Kids with ADHD can have even more trouble with rejection sensitivity because they have difficulty controlling themselves and paying attention. Dr. Bellon said that children with ADHD might get up to 20,000 more negative comments by the time they’re 10 years old compared to other children. This constant criticism can make them feel worse about themselves and increase their  rejection sensitivity.

Social media makes things even harder. Platforms like Instagram and TikTok can make kids feel left out or hurt by comments. For kids who are sensitive to rejection, these feelings can be just as bad as being rejected in person.

How Parents and Caregivers Can Help

Dr. Bellon gave some tips to help kids build emotional strength:

  1. Show unconditional love and appreciation: Even when your child is acting out, make sure they know you value them.
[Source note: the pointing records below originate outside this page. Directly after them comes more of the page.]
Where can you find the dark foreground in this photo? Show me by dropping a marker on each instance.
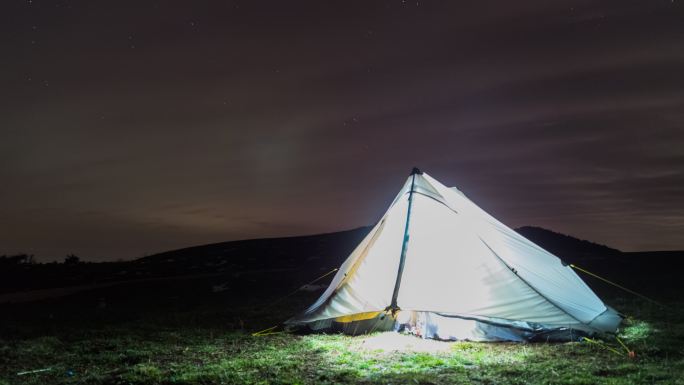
(198, 329)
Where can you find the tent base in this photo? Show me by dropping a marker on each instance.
(444, 327)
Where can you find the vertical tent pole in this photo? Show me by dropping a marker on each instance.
(404, 246)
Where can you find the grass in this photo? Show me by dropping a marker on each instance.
(182, 335)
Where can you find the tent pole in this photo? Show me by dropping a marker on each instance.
(393, 307)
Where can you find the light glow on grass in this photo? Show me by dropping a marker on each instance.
(396, 342)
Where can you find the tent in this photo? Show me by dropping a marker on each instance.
(438, 266)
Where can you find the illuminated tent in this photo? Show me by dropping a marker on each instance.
(438, 266)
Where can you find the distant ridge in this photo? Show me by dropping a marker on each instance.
(565, 245)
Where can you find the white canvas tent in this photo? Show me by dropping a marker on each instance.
(439, 266)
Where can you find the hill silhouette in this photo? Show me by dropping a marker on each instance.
(296, 260)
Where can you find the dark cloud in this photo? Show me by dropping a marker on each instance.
(130, 128)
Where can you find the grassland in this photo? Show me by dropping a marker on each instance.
(182, 333)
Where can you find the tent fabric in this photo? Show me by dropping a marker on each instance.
(465, 273)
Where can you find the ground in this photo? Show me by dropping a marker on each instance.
(183, 332)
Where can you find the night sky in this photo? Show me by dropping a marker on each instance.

Celebrate their efforts, not just their achievements.
  2. Praise the process, not just the outcome: Gifted children, in particular, can get too caught up in perfection. By praising their effort and persistence, you can help them develop a growth mindset.
  3. Create a safe space for mistakes: Normalize failure by sharing your own mistakes and modeling resilience. Encourage your child to take risks and view setbacks as opportunities for growth.
  4. Teach self-regulation skills:  Help your child find calming strategies like deep breathing or using a sensory tool like a glitter jar. Practice these techniques during calm moments so they’re easier to use when they’re feeling overwhelmed.
  5. Foster open communication: Encourage your child to talk about their feelings and experiences. Use open-ended questions to help them reflect on their emotions and develop problem-solving skills.

Dr. Bellon also shared her own experience with rejection sensitivity, saying that parenting a child with ADHD helped her understand her own emotional patterns. She encourages parents to think about their own sensitivities and how they might affect their reactions to their child’s behavior.

Rejection sensitivity can be tough for parents of gifted children and those with ADHD, but with understanding and support, children can learn to manage their emotions and build resilience. By creating a nurturing environment, modeling healthy coping strategies, and celebrating your child’s unique strengths, you can help them thrive in the face of life’s inevitable rejections.

Dr. Bellon’s insights remind us that while rejection is a part of life, how we respond to it can make all the difference. With patience, empathy, and intentional support, we can help our children develop the emotional tools they need to navigate the complexities of relationships and self-worth.